We thus adhere to our opinion of July 14, 1982. In doing so we reaffirm the duty of district judges in this circuit to make a considered and detailed assessment of the reasonableness of proposed settlements of class actions, as held by the Third Circuit in Girsh, supra, 521 F.2d 153, 157-58, 159-60, and by the Seventh Circuit in General Motors, supra, 594 F.2d 1106, 1132 n. 44.

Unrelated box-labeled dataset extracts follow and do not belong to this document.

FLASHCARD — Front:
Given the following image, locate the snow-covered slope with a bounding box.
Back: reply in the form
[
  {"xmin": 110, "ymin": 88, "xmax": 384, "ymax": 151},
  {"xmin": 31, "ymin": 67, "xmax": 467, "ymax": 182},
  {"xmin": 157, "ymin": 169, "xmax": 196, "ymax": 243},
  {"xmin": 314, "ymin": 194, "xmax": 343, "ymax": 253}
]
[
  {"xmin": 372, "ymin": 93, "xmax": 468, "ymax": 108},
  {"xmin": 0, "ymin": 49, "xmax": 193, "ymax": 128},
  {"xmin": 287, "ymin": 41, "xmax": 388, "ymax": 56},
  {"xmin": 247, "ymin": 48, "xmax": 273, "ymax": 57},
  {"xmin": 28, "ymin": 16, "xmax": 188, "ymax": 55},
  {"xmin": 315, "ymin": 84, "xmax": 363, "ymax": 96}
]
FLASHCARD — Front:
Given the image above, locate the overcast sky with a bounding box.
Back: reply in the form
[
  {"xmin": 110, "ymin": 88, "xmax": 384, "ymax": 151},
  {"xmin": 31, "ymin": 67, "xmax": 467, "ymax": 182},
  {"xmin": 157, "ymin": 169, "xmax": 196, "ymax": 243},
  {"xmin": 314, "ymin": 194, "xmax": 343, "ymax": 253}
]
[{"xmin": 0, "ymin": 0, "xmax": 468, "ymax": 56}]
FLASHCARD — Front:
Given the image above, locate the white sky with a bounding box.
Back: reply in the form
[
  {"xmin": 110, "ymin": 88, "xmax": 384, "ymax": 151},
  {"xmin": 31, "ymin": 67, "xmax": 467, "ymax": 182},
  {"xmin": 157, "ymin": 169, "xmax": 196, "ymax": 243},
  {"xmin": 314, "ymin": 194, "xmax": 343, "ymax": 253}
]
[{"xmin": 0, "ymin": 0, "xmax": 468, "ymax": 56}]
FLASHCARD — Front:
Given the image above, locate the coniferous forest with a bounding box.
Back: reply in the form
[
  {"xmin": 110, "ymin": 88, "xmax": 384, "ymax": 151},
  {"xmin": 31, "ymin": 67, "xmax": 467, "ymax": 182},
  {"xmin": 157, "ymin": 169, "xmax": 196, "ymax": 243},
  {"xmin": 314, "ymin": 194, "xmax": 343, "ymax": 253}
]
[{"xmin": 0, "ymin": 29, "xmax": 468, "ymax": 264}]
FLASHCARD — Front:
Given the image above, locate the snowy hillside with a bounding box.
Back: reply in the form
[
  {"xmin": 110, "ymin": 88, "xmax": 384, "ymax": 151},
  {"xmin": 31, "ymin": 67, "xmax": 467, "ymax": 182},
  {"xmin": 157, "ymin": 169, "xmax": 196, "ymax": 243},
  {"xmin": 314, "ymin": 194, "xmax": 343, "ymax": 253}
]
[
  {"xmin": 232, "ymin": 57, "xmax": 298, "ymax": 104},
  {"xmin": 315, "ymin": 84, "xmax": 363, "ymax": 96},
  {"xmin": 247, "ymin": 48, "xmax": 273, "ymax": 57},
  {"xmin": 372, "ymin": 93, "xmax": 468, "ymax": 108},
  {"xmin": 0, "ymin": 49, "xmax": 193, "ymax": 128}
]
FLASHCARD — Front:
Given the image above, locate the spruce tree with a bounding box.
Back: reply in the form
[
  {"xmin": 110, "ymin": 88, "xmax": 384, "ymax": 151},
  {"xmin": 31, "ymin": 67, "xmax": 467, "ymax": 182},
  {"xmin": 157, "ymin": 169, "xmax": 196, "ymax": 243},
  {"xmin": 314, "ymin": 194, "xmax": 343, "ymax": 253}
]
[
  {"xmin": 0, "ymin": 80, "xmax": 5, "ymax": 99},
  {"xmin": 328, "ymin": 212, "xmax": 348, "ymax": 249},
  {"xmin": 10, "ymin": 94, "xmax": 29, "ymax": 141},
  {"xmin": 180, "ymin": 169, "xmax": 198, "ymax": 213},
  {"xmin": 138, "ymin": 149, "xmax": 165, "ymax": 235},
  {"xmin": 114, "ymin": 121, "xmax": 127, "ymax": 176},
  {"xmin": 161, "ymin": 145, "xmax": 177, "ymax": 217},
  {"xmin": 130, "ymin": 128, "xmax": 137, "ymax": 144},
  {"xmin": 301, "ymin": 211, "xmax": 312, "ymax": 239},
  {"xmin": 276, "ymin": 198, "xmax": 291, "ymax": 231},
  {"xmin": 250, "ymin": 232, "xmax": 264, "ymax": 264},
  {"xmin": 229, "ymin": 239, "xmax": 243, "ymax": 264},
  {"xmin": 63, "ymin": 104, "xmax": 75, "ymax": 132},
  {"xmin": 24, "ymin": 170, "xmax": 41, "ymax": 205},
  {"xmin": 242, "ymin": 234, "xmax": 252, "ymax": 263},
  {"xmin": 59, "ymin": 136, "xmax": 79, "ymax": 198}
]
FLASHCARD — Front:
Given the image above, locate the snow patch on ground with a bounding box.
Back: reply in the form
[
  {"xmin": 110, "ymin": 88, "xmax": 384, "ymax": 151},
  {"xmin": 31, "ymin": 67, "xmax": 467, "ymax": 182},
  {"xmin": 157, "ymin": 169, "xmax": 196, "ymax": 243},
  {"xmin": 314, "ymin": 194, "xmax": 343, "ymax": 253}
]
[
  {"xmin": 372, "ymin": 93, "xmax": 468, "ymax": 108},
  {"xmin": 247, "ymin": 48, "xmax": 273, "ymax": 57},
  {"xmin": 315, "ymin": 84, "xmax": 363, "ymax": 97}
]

The factual correction made by our order of September 10,1982, is further revised as follows: Strike last sentence of the full paragraph on p. 67 and substitute:
Eleven bondholders appealed this order to the District Court for the Southern District of New York (Conner, J.), which stayed consideration of the appeals so that Bankruptcy Judge Galgay could supervise continuing negotiations among the bankruptcy trustee, the indenture trustee, the banks, and the debenture-holders for an improved offer to the latter. Counsel for the debentureholders who had appealed from the order approving the earlier offer stipulated that these appeals be withdrawn with prejudice, and this was so ordered. On June 23, 1981, an amended offer was approved by Judge Galgay. Two groups of debentureholders appealed to the District Court (Duffy, J.) from the order approving the amended offer. In an opinion and order dated March 15, 1982, Judge Duffy affirmed the order, 20 B.R. 186. He rested his decision primarily on the ground of res judicata, although he also stated that the appeals were without merit. Two groups of debentureholders have appealed to this court.
The petitions for rehearing are thus granted insofar as concerns the correction of the factual statement but are otherwise denied. The clerk will take appropriate steps with respect to appellants’ suggestion for rehearing in banc. The stay of the mandate will be revoked if no judge in regular active service requests rehearing in banc or, if this is done, such a request is denied.